Selection of a highly invasive neuroblastoma cell population through long-term human cytomegalovirus infection
- PMID: 23552602
- PMCID: PMC3412641
- DOI: 10.1038/oncsis.2012.10
Selection of a highly invasive neuroblastoma cell population through long-term human cytomegalovirus infection
Abstract
The human cytomegalovirus (HCMV) is suspected to increase tumour malignancy by infection of cancer and/or stroma cells (oncomodulation). So far, oncomodulatory mechanisms have been attributed to the presence of HCMV and direct action of its gene products on cancer cells.

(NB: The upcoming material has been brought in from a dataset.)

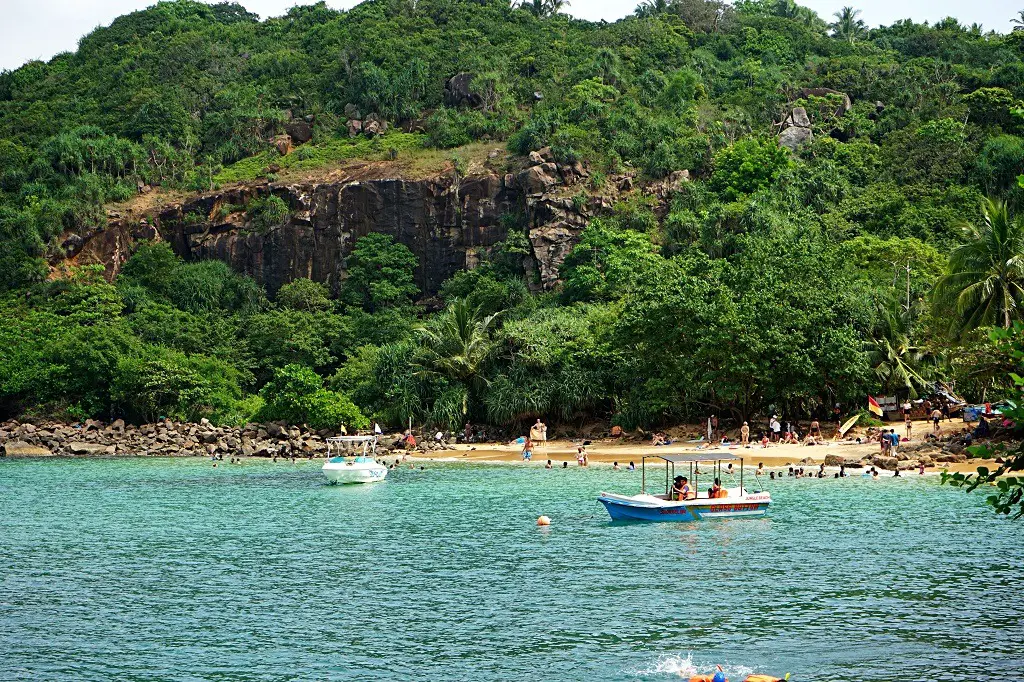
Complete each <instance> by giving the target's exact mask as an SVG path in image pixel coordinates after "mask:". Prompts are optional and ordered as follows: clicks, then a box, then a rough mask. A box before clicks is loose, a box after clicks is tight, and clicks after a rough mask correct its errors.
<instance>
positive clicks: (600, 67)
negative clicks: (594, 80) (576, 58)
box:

Here, we investigated whether the prolonged presence of HCMV can result in the irreversible selection of a cancer cell population with increased malignancy. The neuroblastoma cell line UKF-NB-4 was long-term (200 passages) infected with the HCMV strain Hi91 (UKF-NB-4(Hi)) before virus eradication using ganciclovir (UKF-NB-4(HiGCV)). Global gene expression profiling of UKF-NB-4, UKF-NB-4(Hi) and UKF-NB-4(HiGCV) cells and subsequent bioinformatic signal transduction pathway analysis revealed clear differences between UKF-NB-4 and UKF-NB-4(Hi), as well as between UKF-NB-4 and UKF-NB-4(HiGCV) cells, but only minor differences between UKF-NB-4(Hi) and UKF-NB-4(HiGCV) cells. Investigation of the expression of a subset of five genes in different chronically HCMV-infected cell lines before and after virus eradication suggested that long-term HCMV infection reproducibly causes specific changes. Array comparative genomic hybridisation showed virtually the same genomic differences for the comparisons UKF-NB-4(Hi)/UKF-NB-4 and UKF-NB-4(HiGCV)/UKF-NB-4. UKF-NB-4(Hi) cells are characterised by an increased invasive potential compared with UKF-NB-4 cells. This phenotype was completely retained in UKF-NB-4(HiGCV) cells. Moreover, there was a substantial overlap in the signal transduction pathways that differed significantly between UKF-NB-4(Hi)/UKF-NB-4(HiGCV) and UKF-NB-4 cells and those differentially regulated between tumour tissues from neuroblastoma patients with favourable or poor outcome. In conclusion, we present the first experimental evidence that long-term HCMV infection can result in the selection of tumour cell populations with enhanced malignancy.